Разумеется, я приврал. Откуда у нас такие деньги? Сколько себя помнил, мать вечно жаловалась на скудные зарплаты, завидовала тем, кто “крутится”. В последнее время она часто корила отца за то, что тот ничего не заработал в Югославии. Он злился, а я успокаивал родителей: вырасту, стану великим скрипачом, и будет у нас всего в достатке… И вот теперь даже репетировать не на чем…
Прежнюю скрипку мы купили в комиссионке за восемь рублей. Меня она раздражала своим звучанием и затрапезным видом, но что поделать? Хотя – как говорила мать – все, что ни делается, то к лучшему. Представляя, как полыхал в пожаре мой неказистый инструмент, я уже видел новую скрипку – в сто раз лучше утраченной.
Пока я над этим размышлял, Гитлер монотонно бубнил: “Крупа закончилась, Танька с Наташкой голодные, с утра ревели: кушать хотим! Все продуктовые закрыты, мы с батей думали продать старье на барахолке, купить еды. Мать собрала со всех шкафов…”
Не догадываясь, что я их опознал, он оправдывался, будто я из команды “Смерть мародерам”. Меня ли ему бояться? Отец и тот погиб! Да и останься жив, не стал бы он вредить соседям.
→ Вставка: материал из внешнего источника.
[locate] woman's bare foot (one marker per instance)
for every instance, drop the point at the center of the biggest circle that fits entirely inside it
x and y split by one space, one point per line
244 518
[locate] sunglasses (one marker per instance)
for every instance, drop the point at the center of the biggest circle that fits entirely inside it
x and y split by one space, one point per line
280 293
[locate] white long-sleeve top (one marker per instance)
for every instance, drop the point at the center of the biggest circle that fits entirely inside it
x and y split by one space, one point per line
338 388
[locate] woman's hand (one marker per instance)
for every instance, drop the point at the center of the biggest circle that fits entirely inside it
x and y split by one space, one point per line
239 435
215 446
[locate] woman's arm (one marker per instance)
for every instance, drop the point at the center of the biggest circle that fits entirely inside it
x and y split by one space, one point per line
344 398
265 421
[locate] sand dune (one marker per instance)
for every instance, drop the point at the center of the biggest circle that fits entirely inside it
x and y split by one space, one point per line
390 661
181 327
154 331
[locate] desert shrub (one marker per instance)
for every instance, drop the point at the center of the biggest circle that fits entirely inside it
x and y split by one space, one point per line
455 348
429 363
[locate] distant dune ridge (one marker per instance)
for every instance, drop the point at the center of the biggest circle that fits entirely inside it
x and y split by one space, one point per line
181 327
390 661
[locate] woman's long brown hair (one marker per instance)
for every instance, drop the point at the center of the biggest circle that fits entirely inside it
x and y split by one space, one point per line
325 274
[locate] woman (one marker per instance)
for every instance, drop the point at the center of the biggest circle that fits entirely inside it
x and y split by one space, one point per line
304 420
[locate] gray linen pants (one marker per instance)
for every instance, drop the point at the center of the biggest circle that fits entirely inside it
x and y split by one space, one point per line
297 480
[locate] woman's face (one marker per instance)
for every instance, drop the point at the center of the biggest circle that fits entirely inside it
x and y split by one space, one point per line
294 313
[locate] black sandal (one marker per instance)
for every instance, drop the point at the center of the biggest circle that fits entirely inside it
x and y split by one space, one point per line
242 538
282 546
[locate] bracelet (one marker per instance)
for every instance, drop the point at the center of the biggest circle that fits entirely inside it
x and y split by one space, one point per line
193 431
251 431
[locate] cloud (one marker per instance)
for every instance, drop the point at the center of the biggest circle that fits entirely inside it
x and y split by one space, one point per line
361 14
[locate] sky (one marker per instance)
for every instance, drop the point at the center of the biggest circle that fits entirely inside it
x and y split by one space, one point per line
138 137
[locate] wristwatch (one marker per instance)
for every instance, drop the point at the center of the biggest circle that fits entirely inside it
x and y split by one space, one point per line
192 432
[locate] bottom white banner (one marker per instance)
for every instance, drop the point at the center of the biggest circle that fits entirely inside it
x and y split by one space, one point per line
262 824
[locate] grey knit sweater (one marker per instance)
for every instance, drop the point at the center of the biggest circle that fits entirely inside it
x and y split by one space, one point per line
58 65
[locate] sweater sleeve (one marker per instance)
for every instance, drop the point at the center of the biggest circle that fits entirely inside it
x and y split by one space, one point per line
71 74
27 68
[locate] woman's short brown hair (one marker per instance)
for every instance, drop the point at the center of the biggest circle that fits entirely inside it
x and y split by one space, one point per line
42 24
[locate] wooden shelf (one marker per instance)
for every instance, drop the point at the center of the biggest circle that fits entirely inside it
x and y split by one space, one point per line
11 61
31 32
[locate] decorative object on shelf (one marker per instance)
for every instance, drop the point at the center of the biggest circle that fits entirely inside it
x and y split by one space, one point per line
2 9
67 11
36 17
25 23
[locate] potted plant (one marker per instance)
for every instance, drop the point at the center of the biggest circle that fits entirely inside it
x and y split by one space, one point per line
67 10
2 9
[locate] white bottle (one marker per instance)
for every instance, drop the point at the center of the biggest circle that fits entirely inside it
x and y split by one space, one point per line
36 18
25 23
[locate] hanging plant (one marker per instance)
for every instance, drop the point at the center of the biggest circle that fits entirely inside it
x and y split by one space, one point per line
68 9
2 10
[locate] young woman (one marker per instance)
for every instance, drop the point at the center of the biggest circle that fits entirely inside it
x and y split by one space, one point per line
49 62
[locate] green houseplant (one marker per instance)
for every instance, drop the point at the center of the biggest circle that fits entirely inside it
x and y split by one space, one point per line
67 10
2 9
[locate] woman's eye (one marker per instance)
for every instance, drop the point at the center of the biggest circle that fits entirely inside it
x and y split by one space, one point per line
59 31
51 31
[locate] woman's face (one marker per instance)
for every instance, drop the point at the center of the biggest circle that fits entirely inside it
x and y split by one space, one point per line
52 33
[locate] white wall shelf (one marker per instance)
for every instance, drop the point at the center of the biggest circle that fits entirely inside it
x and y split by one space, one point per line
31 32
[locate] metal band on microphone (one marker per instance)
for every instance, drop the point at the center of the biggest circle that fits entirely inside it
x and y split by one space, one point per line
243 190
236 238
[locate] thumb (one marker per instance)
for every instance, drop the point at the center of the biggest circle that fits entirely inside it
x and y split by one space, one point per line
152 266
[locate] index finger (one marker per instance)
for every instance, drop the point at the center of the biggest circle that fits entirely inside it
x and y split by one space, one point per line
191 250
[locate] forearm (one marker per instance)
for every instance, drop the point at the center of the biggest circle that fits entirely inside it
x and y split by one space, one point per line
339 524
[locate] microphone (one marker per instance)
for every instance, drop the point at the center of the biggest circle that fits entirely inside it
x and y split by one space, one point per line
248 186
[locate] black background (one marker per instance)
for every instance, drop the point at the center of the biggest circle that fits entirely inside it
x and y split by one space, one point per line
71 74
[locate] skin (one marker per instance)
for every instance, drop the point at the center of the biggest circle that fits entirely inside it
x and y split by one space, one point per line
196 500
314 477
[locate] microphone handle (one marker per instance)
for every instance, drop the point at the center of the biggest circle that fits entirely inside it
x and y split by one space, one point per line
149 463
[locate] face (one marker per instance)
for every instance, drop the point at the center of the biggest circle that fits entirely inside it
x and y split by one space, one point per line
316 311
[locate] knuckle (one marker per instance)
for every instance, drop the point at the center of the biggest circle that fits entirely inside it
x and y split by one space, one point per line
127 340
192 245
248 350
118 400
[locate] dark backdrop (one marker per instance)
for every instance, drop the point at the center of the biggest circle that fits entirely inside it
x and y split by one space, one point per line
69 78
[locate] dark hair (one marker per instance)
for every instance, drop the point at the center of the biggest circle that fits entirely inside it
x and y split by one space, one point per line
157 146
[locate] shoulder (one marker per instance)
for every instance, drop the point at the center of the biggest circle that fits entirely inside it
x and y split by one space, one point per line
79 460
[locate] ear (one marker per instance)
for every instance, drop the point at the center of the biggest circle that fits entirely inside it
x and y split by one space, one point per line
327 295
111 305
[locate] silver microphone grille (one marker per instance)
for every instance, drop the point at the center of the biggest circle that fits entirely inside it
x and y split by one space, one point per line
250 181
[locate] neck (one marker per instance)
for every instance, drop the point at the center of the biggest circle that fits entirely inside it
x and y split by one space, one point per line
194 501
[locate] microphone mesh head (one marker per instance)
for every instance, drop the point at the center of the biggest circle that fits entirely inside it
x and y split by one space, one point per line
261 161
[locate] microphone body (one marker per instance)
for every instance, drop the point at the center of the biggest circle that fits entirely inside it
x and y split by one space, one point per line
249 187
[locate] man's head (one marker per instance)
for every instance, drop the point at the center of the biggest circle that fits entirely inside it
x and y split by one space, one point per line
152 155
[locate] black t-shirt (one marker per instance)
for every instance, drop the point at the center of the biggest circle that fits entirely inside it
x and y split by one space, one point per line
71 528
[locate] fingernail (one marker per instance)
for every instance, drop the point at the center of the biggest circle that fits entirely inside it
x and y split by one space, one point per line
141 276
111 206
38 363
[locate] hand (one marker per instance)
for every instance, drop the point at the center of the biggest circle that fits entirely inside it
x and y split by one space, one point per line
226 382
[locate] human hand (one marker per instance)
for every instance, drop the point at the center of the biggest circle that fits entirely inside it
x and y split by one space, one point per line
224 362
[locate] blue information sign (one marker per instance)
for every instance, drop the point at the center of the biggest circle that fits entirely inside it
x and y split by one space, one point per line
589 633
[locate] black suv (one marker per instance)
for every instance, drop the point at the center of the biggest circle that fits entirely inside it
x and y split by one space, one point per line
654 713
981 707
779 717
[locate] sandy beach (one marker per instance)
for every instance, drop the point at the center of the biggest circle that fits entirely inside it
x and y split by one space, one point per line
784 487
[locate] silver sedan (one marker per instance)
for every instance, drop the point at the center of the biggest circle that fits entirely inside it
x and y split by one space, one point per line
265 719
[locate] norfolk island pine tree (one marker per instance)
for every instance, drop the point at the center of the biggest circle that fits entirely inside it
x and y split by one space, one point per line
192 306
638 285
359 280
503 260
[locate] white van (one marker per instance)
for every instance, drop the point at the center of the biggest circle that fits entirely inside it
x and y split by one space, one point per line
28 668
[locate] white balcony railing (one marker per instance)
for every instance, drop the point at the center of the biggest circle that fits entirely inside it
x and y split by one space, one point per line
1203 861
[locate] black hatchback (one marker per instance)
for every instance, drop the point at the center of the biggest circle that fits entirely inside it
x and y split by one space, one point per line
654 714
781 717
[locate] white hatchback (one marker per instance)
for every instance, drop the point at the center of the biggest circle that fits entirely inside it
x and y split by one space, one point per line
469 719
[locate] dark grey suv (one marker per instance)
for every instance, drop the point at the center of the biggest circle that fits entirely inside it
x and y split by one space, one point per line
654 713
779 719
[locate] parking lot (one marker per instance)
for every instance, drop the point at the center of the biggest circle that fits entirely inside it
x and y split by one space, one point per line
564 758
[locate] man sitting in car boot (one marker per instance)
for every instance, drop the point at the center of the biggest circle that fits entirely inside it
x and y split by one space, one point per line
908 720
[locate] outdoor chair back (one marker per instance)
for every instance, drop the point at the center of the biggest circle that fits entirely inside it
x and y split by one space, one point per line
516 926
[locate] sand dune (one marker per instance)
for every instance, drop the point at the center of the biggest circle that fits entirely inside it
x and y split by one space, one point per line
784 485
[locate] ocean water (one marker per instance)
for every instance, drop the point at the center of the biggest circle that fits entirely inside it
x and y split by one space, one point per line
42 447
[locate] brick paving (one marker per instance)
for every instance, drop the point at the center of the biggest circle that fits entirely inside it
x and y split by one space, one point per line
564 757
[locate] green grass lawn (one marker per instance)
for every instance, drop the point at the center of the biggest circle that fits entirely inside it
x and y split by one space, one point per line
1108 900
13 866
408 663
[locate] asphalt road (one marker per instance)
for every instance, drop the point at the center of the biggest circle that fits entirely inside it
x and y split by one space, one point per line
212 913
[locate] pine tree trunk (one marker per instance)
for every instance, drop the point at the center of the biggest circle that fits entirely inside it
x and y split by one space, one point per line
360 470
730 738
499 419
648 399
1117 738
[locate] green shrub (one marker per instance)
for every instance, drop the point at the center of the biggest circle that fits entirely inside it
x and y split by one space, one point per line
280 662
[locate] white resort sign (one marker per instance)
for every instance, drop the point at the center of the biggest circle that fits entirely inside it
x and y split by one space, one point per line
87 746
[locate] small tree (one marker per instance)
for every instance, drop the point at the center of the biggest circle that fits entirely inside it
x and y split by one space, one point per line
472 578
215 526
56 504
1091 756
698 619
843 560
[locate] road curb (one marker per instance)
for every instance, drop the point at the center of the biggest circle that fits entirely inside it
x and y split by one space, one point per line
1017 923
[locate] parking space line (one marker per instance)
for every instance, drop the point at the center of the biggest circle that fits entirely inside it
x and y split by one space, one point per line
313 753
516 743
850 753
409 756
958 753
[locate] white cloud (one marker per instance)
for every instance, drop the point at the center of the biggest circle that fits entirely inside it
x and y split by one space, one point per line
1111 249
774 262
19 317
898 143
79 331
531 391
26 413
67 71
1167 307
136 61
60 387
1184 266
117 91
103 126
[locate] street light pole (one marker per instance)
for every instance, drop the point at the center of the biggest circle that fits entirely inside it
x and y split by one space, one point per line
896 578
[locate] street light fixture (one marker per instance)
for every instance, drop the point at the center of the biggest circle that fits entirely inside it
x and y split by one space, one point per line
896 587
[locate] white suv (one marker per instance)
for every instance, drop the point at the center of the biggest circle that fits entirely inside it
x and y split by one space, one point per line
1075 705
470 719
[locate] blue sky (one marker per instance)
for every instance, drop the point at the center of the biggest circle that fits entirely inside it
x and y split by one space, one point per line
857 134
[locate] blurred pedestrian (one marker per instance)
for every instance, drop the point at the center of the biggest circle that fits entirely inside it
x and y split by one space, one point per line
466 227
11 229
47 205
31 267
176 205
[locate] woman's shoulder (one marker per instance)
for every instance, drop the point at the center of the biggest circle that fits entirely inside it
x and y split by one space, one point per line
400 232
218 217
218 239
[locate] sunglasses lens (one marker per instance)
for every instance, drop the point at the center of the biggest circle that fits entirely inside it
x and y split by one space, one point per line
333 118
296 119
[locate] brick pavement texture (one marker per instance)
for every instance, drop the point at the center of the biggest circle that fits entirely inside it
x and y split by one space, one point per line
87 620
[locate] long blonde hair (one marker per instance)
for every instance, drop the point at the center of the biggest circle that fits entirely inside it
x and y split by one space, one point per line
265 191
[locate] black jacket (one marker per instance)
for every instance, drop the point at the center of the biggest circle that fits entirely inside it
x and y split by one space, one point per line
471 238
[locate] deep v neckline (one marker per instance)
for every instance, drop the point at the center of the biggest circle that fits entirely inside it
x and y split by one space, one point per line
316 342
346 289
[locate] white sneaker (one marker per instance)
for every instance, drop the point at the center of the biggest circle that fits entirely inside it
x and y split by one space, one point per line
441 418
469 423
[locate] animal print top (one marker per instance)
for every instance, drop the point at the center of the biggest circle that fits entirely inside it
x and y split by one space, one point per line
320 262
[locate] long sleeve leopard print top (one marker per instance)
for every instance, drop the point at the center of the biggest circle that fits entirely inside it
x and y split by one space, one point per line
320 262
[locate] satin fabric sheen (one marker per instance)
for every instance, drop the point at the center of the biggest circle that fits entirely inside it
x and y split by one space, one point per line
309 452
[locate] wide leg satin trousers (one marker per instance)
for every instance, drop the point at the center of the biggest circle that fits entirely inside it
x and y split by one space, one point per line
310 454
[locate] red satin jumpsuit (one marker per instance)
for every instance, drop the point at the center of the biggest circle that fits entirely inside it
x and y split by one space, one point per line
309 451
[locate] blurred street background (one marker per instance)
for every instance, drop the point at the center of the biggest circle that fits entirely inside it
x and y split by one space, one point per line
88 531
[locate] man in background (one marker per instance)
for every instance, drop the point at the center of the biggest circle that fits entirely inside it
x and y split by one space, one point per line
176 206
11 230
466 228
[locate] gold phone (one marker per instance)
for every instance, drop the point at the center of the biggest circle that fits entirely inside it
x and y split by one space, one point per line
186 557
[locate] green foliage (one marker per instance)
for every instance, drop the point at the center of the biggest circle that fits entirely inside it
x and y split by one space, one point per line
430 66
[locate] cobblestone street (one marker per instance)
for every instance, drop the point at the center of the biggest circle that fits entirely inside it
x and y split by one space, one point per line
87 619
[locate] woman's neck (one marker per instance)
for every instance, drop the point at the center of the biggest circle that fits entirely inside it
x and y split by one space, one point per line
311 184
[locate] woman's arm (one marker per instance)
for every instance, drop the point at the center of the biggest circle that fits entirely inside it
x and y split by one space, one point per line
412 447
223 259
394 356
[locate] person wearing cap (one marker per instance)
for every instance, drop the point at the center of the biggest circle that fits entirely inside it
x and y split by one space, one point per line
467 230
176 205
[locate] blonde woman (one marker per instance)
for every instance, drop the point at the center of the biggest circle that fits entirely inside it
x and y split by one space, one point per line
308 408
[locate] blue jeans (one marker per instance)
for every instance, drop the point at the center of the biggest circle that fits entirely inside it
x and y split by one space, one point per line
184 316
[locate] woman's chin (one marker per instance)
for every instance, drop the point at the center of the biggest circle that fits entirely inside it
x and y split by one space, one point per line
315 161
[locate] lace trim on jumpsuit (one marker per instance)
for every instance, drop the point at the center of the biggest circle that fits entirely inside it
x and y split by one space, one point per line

Искоса поглядывая на Гитлера, я криво усмехнулся. Он юлил передо мной, выдумывая небылицы, и мне это льстило.
“Танька на скрипке хотела учиться, – продолжал хлюпать носом Гитлер. – Как и ты…”
Я с удивлением на него посмотрел: что за чушь? Девчонке медведь на ухо наступил – какая скрипка?! Наверно, у Гитлера совсем от горя помутился разум. Мою душу начало заволакивать знакомым и таким сладостным злорадством…
Когда у меня случались напасти, а у знакомых – будто назло – все было просто замечательно, жизнь становилась невыносимой. Возможно, это некрасиво, но я не виноват. Вокруг все только и твердили, какой я интеллигентный, воспитанный, талантливый, – ну разве справедливо, если другим, которым до меня как до небес, живется лучше?
Порою доходило до смешного, когда, шлифуя гаммы или вытягивая сольфеджио, я с раздражением бросал занятия и подбегал к окну, откуда доносились голоса мальчишек. Глядя на них, мучительно припоминал – у кого какие неприятности? За каждым числилось такое, что поднимало настроение. Тот – весь в двойках, вырастет – станет ассенизатором. Другой сломал руку, теперь ему не до футбола, у третьего – родители в разводе… Все это неизменно успокаивало и придавало сил, после чего я с легким сердцем возобновлял занятия.